1-Classical Music: 101 fundamental questions- Annette Kreutziger-Herr & Winfried Bönig
2-Gandhi: An autobiography
3-Crime and Punishment-Dosto
4-The sociology book: Big ideas simply explained. DK
5-The Denial of Death-Ernest Becker
6-The Magic Lantern-Ingmar Bergman
7-The things they carried-Tim O' Brien
8-Ways of Seeing-John Berger
9-Writer's guide to Character Traits-Linda Edelstein
10-Documentary:Hostory and Style-Eric Banouw
11-Confederacy of Dunces-John Kennedy Toole
12-The Noonday Demon-Andrew Solomon
13-Robot Dreams-Isaac Asimov
14-The Musical Brain-Daniel J. Levitin
15-Ubik-Philip K. Dick
16-Led Zeppelin: When the Gods Walked the Earth-Mick Wall
17-Carl Sagan, Ann Druyan-Shadows of Forgotten Ancestors (about to finish)

Books I didn't finish.
1-Guide to English Literature: From Beowulf through Chaucer to Medieval Drama-David M. Zesmer.
2-The Germans-Erich Kahler
3-The Folklore of Sex-Albert Ellis

>> No.19612891

>>19606005
not a complete list but some notable entries that spring to mind:

>crime and punishment
didnt much care for it, although i do admire how dostoevsky refuses to stand above his characters and instead deeply lives the lives and thoughts of characters he disagrees with.
>canterbury tales
very enjoyable, especially the way the different tales interplay with eachother. did get a bit tiring near the end
>the souls of black folk
such an incredibly empathically human book, mixing the individual struggles, mistakes and errors with larger historical trends. i wish more history was written like this
>invisible cities
i loved the scattered philosophical thoughts and the rich way they were explored. could be a bit up its own ass sometimes though.
>letters of van gogh
probably my favorite i read this year. i can with decent certainty say that Van Gogh's fame is a weird double success since he only really became known after his letters were published. hes both an incredible intense painter and writer and his writing should not be underestimated.
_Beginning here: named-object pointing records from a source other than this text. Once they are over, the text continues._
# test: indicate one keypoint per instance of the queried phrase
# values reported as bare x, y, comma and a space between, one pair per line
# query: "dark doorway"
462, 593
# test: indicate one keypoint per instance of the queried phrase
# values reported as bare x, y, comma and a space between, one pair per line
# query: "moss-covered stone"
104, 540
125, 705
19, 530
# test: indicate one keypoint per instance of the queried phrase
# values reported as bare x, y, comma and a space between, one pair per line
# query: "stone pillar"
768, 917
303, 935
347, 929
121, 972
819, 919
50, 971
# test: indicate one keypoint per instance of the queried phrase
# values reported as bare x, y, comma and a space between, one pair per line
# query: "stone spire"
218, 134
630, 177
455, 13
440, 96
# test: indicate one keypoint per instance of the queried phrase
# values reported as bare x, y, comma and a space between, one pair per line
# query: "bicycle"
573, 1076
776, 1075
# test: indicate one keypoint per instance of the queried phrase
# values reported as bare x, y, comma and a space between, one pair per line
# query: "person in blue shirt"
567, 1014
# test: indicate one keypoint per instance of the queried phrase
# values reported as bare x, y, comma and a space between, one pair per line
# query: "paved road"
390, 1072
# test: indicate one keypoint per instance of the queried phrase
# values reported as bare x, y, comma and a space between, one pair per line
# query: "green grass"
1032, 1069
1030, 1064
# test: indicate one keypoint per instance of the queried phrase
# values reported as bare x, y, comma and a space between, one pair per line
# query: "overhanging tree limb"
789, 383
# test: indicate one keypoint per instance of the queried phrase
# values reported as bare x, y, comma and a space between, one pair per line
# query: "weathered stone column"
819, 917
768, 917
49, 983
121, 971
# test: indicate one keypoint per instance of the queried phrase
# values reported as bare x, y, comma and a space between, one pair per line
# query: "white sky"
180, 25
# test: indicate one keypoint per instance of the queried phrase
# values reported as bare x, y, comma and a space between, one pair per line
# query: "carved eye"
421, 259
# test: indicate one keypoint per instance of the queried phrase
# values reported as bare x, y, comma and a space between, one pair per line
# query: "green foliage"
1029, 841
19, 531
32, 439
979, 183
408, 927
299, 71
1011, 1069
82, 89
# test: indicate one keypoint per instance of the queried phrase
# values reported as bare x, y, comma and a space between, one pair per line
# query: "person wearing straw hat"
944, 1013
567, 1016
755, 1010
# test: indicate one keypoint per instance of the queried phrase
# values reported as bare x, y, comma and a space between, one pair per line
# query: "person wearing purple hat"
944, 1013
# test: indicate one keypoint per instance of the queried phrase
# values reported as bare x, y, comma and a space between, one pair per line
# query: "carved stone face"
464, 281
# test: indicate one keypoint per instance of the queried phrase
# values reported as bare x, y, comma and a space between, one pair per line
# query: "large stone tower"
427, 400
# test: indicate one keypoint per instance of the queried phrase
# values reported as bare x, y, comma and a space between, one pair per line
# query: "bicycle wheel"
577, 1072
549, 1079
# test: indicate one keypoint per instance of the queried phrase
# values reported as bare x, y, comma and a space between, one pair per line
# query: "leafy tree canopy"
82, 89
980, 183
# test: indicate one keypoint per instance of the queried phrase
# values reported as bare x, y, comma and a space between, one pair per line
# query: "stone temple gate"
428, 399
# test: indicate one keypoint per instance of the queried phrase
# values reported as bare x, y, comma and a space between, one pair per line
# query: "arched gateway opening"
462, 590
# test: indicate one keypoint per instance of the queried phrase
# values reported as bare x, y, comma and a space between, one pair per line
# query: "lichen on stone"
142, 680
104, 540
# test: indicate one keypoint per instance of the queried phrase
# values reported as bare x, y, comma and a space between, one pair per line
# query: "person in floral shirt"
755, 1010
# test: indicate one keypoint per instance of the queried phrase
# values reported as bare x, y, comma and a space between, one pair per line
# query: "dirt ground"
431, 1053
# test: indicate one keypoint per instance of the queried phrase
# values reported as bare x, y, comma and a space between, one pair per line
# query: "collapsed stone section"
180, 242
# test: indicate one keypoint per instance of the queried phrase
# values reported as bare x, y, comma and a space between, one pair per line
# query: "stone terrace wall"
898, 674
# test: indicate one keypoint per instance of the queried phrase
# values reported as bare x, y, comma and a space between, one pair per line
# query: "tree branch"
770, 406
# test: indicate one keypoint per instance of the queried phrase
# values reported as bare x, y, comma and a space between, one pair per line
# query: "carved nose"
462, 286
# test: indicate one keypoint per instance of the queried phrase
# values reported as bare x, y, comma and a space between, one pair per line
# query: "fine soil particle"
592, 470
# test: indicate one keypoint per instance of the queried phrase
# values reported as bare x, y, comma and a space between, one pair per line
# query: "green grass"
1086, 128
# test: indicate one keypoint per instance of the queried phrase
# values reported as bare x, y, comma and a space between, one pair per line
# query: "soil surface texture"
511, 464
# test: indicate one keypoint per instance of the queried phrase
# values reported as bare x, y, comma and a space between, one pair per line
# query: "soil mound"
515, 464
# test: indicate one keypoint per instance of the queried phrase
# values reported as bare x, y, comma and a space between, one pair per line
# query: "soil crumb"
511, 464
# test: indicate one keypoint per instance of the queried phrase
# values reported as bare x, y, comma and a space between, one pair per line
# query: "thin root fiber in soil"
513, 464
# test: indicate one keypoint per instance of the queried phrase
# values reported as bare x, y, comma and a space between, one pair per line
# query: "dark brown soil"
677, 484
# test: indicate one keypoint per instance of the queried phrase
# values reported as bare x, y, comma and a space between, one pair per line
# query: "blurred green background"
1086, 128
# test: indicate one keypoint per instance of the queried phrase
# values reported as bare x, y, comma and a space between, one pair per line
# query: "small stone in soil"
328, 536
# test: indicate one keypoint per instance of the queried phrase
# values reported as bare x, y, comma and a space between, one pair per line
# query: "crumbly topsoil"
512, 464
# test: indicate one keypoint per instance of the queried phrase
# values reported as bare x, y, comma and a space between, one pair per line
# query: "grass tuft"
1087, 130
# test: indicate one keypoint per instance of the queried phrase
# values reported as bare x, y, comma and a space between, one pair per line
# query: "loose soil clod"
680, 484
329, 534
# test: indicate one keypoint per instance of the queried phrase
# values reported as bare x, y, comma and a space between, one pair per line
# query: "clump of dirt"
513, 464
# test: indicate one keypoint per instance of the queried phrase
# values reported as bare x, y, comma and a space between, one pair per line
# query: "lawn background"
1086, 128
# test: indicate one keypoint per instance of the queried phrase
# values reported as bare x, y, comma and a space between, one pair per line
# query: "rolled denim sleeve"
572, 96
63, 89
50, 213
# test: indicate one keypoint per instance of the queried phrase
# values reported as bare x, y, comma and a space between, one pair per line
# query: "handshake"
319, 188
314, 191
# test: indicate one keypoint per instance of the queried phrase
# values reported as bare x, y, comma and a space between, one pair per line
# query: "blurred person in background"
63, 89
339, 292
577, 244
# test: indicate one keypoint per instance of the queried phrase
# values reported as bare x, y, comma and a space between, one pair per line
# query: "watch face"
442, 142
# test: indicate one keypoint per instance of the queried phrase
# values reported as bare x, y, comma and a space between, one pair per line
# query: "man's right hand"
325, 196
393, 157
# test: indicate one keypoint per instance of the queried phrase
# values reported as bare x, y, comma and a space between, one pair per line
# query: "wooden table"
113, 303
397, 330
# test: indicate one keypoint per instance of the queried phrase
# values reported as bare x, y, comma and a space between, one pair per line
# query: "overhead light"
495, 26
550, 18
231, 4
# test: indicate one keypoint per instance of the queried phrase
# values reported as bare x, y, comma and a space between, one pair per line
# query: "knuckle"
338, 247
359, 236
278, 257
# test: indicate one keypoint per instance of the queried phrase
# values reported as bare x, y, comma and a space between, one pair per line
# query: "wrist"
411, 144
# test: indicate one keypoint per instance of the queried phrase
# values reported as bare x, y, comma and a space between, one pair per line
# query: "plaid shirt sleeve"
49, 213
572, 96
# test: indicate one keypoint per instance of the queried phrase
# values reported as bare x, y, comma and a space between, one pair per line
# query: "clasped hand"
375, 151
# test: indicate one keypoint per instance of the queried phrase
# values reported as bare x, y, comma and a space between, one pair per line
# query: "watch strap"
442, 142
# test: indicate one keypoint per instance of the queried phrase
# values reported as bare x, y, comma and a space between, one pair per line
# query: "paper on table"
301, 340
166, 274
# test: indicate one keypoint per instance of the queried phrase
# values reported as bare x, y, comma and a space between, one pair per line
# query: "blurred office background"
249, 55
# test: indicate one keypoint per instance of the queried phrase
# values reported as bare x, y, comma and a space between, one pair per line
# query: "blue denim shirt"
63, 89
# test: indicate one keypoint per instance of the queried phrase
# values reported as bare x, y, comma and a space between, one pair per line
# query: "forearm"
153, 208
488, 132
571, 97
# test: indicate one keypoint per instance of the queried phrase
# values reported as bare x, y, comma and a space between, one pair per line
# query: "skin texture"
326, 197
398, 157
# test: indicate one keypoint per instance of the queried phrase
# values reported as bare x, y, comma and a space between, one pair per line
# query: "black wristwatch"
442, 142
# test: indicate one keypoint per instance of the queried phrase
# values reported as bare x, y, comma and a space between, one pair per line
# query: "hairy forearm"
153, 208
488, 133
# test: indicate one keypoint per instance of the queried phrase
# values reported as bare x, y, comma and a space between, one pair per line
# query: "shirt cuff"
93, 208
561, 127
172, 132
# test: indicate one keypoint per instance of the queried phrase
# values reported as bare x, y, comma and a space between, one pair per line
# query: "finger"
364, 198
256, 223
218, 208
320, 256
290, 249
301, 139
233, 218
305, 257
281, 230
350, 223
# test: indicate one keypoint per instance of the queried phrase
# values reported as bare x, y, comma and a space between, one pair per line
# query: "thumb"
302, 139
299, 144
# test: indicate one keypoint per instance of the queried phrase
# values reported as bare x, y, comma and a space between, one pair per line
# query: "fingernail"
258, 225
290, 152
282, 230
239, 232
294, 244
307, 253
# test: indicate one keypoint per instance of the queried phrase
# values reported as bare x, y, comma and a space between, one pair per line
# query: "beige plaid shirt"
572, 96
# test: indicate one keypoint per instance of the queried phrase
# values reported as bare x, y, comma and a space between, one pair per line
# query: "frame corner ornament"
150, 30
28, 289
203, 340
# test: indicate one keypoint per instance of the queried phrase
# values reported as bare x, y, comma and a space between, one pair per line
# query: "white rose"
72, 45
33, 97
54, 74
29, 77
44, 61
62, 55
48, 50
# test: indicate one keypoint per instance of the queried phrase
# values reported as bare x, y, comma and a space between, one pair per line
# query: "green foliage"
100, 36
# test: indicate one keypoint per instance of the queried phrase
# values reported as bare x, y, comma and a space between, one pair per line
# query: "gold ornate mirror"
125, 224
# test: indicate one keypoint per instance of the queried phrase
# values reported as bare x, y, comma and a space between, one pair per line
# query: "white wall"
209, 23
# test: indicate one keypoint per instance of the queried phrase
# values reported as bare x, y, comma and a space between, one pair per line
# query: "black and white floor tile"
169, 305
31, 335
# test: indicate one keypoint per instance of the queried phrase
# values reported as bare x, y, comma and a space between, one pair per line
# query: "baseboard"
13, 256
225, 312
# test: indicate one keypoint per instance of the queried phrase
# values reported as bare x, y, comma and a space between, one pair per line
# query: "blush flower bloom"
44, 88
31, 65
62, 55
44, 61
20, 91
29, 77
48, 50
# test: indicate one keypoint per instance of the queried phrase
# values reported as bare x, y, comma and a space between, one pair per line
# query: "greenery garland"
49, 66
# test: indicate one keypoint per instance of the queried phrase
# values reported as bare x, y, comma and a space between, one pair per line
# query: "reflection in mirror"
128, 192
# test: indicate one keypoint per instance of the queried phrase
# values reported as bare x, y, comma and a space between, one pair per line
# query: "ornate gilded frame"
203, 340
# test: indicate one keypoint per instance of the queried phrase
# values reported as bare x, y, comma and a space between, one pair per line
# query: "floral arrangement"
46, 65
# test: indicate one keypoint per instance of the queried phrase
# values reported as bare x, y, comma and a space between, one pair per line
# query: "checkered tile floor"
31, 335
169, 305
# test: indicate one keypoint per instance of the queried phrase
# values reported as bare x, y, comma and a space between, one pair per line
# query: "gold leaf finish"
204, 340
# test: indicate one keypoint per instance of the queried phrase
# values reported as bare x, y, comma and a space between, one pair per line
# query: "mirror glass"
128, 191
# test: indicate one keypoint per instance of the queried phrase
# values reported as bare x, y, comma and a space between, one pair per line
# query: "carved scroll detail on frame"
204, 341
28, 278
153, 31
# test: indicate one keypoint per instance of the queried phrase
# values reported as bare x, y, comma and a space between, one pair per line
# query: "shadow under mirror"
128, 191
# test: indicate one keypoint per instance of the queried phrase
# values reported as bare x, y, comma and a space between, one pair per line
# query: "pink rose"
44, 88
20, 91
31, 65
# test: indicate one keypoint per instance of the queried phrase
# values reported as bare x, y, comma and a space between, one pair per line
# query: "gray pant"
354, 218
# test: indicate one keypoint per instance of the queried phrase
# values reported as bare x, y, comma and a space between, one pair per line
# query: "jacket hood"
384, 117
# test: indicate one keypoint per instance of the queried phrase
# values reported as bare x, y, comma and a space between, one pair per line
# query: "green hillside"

The intensity of living, his affirmation of life despite the tragedy of it, and his refusal to compromise make him often more nietzschean than nietzsche muster up himself.

>> No.19612905

>>19612891
>although i do admire how dostoevsky refuses to stand above his characters and instead deeply lives the lives and thoughts of characters he disagrees with.
I've watched like 5 Peterson videos in total and that notion was something he said in a lecture. Did you just copy that?

>> No.19612926

>>19612905
no? I really dont like Peterson and dont watch his lectures. i disliked the book and what i usually do when i dislike a major work is look up some essays or critical editions to see what other people find in it. The norton critical edition has Dostoevsky's notes he made while writing the work, and in here he consciously makes this choice to refuse a godlike narrator and instead use one immersed in the perspective of the characters. Multiple essays also notice this fact. one famous one i like said that 'many writers scare can their audience, but dostoevsy is the only writer that can scare himself'
please do not attribute this line of thought to Peterson.